Great. And then just on OpEx. So OpEx overall growing a little bit. So is the takeaway that, that should be the trend as we go through the year and the operating leverage will come from gross margin and top line?
Yes. I think, Todd, you can look at it that way. For sure, we expect a lot of growth from top line and gross profit. But as we said in the opening remarks, we have an unwavering focus on prudent spend across the org. We're continuing to renegotiate our significant contracts, such as our cloud contracts. We continue to negotiate our contracts with our payment service providers. And so for Lightspeed, it's an ongoing sort of renegotiation or an ongoing look at our cost base. And so you still should continue to see efficiencies from a cost perspective. But I would say, yes, a significant amount is going to come from the top line and the GP growth.
Our next question comes from the line of Suthan Sukumar with Stifel.
I wanted to touch on the -- from the early strength that you guys are seeing on the software ARPU side of the business. Can you talk about where you've been kind of seeing traction beyond the pricing on the flagship traction from a module upsell perspective so far?
Yes. I mean -- so as I think you heard from us before, first and foremost, if you think of our flagship products, our software ARPU is higher than our legacy products. That's why we've been able to move softer ARPU upwards in the past quarters, quarter-over-quarter, and we keep that trend going. And that's as a result of software modules that we have on these flagship products being more significant than our legacy products on the hospitality side. Of course, our Insights module is a significant one, and we're very excited with what's coming down the roadmap from new innovation perspective with KDS, benchmarking trends, precious things like that, that are also going to help.
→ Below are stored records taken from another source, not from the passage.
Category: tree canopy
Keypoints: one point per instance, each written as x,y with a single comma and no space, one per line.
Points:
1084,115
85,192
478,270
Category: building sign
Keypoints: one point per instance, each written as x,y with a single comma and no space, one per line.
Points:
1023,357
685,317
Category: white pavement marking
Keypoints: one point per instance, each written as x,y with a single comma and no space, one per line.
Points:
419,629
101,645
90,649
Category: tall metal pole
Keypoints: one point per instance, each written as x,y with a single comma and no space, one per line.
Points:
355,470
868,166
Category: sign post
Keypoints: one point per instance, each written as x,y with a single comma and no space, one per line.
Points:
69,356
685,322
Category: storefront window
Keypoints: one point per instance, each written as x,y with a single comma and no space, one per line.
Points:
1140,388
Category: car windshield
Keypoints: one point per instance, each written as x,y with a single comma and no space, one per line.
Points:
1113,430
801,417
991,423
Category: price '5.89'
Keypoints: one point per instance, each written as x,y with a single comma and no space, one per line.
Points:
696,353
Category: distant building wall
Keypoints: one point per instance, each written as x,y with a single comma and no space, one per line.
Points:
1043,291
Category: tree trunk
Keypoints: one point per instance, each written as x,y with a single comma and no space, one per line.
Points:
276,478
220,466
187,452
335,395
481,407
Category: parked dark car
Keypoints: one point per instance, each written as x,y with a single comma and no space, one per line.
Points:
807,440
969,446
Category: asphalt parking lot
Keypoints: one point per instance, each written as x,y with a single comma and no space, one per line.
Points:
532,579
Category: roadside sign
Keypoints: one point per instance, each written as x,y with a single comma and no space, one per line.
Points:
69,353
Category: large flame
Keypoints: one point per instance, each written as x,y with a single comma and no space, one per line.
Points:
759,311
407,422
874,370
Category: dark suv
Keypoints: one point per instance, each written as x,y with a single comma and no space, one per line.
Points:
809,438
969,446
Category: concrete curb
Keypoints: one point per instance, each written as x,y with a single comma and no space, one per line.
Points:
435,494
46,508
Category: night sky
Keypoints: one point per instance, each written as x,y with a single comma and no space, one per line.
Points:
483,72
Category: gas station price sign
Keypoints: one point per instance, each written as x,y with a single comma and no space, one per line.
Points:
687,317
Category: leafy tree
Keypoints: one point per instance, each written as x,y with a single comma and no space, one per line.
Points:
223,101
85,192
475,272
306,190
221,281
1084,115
And then on the retail side, our inventory management and analytics module continues to be very strong, where we have a strong attach rate. So that's on the new business side.
And then again, if you think about the overall software trend, our account management team is starting to generate a lot of pipeline that will make its way through in expanding goals for our customers. And that's also going to continue to be a meaningful contributor for Lightspeed, as it's always been in the past, right? So this has really been kind of a program that we launched with Unified Payments for a temporary amount of time. But as we go back to our usual formation you can expect the usual software growth to come back as you have been accustomed to.
The next question, I just wanted to touch on, as you guys are making a push globally into Europe and beyond, can you speak a little bit about some of the differences and the changes in the competitive intensity as you start to increase your focus outside North America?
Yes. Outside North America, actually, it's a very fragmented and region-focused competitive landscape. So in each country where we operate, we see a different ecosystem. And really, that's a driving force of Lightspeed. And I think we're well recognized in international markets as being a dominant player there because we span across multiple countries across Continental Europe and U.K. and same goes in APAC, Australia and New Zealand continue to be a very strong market for us. So I wouldn't say that there is a competitor that is as significant as we are in these markets, and it's in each specific country where you see a different mix or a specific incumbent.
This concludes our Q&A session. I will now hand it back over to Gus Papageorgiou for closing remarks.
Okay. Thanks, everyone, for joining us today. Management team and I will be around if there's any further questions. We'll speak to everybody on our next conference call in November and look forward to seeing everybody live at our Capital Markets Day. Have a great day, everyone.
This concludes today's conference call. You may now disconnect.